CMS took steps in the 2021 Physician Fee Schedule Proposed Rule published on August 4 to extend the availability of certain telemedicine services after the COVID-19 public health emergency ends.

CMS has also increased the wage index for low wage index hospitals, including many rural hospitals. The agency has reduced the minimum required level of supervision for hospital outpatient therapeutic services furnished by all Critical Access Hospitals from direct supervision to general supervision, allowing procedures to be furnished under the physician’s overall direction and control but without his presence.

ON THE RECORD

“The Trump Administration has placed an unprecedented priority on improving the health of the one in five Americans who live in rural areas,” said CMS Administrator Seema Verma. “The CHART Model represents our next opportunity to make investments that will transform the rural healthcare system, allowing us to use every lever to support all Americans getting access to high-quality care where they live.”

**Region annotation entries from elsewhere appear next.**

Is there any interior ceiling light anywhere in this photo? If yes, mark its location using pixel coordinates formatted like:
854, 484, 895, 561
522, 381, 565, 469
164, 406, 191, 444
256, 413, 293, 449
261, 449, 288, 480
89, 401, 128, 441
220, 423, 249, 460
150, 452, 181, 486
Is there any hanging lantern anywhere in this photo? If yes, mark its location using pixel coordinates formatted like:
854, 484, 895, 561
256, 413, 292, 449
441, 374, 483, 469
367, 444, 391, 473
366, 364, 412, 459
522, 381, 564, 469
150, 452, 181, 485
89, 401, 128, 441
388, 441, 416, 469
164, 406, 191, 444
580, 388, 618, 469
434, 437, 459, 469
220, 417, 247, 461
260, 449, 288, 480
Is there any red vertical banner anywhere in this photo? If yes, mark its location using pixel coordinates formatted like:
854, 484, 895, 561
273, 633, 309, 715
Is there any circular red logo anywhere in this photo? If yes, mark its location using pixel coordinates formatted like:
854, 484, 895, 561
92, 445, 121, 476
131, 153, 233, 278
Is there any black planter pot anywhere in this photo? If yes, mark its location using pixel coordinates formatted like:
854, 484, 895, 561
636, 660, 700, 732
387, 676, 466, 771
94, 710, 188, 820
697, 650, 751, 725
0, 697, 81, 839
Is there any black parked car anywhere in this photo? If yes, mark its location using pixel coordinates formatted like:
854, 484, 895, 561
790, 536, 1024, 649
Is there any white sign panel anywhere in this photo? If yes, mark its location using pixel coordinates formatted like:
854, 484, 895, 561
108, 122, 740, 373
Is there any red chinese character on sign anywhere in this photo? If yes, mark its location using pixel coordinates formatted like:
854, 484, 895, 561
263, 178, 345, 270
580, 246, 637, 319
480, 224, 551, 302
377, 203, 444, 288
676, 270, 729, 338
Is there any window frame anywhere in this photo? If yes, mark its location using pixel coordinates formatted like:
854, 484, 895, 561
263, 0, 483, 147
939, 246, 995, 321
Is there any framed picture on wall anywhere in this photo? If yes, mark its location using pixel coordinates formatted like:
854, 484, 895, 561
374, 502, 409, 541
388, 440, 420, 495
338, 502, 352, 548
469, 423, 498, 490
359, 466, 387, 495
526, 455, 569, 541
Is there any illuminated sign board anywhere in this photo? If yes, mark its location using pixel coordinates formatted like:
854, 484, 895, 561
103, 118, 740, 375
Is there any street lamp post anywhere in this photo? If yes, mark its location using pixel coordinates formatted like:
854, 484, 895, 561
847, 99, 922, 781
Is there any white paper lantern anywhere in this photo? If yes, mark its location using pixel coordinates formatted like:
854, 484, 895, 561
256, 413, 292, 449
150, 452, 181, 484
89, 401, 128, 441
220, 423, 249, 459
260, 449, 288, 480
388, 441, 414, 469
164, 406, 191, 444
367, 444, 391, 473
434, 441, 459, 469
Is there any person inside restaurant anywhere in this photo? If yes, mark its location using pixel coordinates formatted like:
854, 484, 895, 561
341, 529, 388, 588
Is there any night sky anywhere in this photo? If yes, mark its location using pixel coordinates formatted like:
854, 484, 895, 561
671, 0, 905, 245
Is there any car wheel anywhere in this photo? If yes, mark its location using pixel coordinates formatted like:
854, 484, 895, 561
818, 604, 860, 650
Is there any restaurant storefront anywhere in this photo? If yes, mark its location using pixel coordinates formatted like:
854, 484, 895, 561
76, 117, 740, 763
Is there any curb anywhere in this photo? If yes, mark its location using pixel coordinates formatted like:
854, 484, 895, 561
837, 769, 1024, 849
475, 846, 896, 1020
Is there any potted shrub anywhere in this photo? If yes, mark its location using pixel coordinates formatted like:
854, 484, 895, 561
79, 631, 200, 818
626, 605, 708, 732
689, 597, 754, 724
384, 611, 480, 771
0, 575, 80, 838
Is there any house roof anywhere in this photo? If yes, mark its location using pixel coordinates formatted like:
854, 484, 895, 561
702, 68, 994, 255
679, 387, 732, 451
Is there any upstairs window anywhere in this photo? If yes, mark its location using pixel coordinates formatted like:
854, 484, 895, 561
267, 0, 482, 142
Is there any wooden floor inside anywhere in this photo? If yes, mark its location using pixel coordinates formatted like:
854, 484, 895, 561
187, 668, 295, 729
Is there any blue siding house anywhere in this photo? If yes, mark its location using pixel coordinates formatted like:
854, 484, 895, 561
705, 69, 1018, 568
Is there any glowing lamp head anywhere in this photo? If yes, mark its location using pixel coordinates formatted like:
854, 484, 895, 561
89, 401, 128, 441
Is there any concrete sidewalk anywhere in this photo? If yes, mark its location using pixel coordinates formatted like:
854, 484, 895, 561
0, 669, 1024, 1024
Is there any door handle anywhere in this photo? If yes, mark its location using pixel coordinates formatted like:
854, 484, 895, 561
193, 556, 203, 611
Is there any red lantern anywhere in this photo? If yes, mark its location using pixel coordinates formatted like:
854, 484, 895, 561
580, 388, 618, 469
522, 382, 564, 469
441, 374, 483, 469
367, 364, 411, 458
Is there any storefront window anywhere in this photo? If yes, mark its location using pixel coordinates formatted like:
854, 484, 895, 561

Clif Gaus, president and CEO of the National Association of ACOs welcomed the alternative payment model for rural providers.

“The ACO Transformation Track offers resource-deprived rural providers a helping hand to invest in the tools needed to build accountable care models, including health IT, data analytics and care managers,” Gaus said. “NAACOS has for the last couple of years encouraged CMS to restart the ACO Investment Model, on which today’s ACO Transformation Track is based.

Another way to support rural providers in ACOs would be for CMS to address a flaw in how CMS sets ACO spending targets, or benchmarks, to ensure rural ACOs are not disadvantaged compared to other ACOs, Gaus said. This is often referred to as the “rural glitch.”

NAACOS calls on CMS to continue expanding the progress of ACOs by allowing new ACOs to join the Medicare Shared Savings Program in 2021. Earlier this year the agency canceled a new 2021 MSSP ACO class due to challenges with the ongoing COVID-19 pandemic.